In the absence of this type of filtering/translation technology, physicians will continue to feel overwhelmed with EMR data.
The diagnosis is clear – and physicians are demanding a better solution
The enduring role of scribes in many organizations is also a testament to the fact that physicians will find ways to work around inefficiencies created by technology. Scribes give physicians the freedom to devote their complete attention to patients, rather than the computer screen. But as Gawande points out, they aren’t an end-all solution. Physicians still have to review the final chart note. Looking at the bigger picture, physician workloads aren’t actually lightened, because the time that scribes free up is used to see additional patients. Scribes also don’t necessarily improve overall physician satisfaction. The fact that the physician is not engaged with the system negates the benefit of critical alerts that could impact patient care. What would be the reaction of the physician when the scribe pipes up and says, “hey Dr. X, the EMR is telling me you are out of compliance with a colonoscopy?” Think about it….

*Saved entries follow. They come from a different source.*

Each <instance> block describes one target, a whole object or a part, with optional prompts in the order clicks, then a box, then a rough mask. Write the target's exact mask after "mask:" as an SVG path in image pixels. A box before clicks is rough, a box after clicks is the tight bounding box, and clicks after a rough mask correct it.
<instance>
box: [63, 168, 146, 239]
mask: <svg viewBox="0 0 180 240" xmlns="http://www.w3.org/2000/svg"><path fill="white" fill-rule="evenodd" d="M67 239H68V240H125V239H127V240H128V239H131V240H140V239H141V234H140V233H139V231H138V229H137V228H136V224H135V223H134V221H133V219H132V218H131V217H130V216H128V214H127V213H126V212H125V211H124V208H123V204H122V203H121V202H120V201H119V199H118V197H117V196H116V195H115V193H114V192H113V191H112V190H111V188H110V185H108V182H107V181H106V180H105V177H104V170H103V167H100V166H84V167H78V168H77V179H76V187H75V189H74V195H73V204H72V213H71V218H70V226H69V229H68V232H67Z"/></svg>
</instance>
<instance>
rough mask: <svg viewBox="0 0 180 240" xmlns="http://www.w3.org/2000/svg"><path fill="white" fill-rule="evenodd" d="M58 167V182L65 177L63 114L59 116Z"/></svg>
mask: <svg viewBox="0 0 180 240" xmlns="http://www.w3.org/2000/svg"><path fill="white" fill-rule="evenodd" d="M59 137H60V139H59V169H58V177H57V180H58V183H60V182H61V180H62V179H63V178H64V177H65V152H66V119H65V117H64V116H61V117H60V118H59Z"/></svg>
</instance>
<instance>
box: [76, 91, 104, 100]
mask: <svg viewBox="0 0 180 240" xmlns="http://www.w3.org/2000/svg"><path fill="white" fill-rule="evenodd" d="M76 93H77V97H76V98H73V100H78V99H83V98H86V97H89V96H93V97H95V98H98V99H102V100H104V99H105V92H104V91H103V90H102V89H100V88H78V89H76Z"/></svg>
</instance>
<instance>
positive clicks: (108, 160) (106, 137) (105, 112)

Gawande’s article reinforced my belief that the most viable solution is expanding the availability of third-party applications so that both clinicians and administrative staff can add new functionality to address their needs. Rather that stacking unrelated tech on top of tech, healthcare technology and EMRs in particular need to operate as more of an ecosystem. Some EHR vendors have been hesitant to open up their systems. In some cases, that’s due to an understandable fear of loss of control or the misguided perception that our developers know best what the physician needs and they should be happy with what we gave them. In some cases, it’s concern over missed potential revenue opportunities. If we ever want physicians to fully embrace EMRs as a productivity-enhancing tool that makes it simpler to deliver quality patient care, this mindset must change.
Digitization does hold the promise of making healthcare more seamless and efficient – but today, that’s still just a promise. If we give physicians more control over their workflows and genuine solutions to the growing deluge of clinical data, we’ll also be giving them more reasons to fully engage with EMR technology. And maybe they’ll hate their computers a little less too.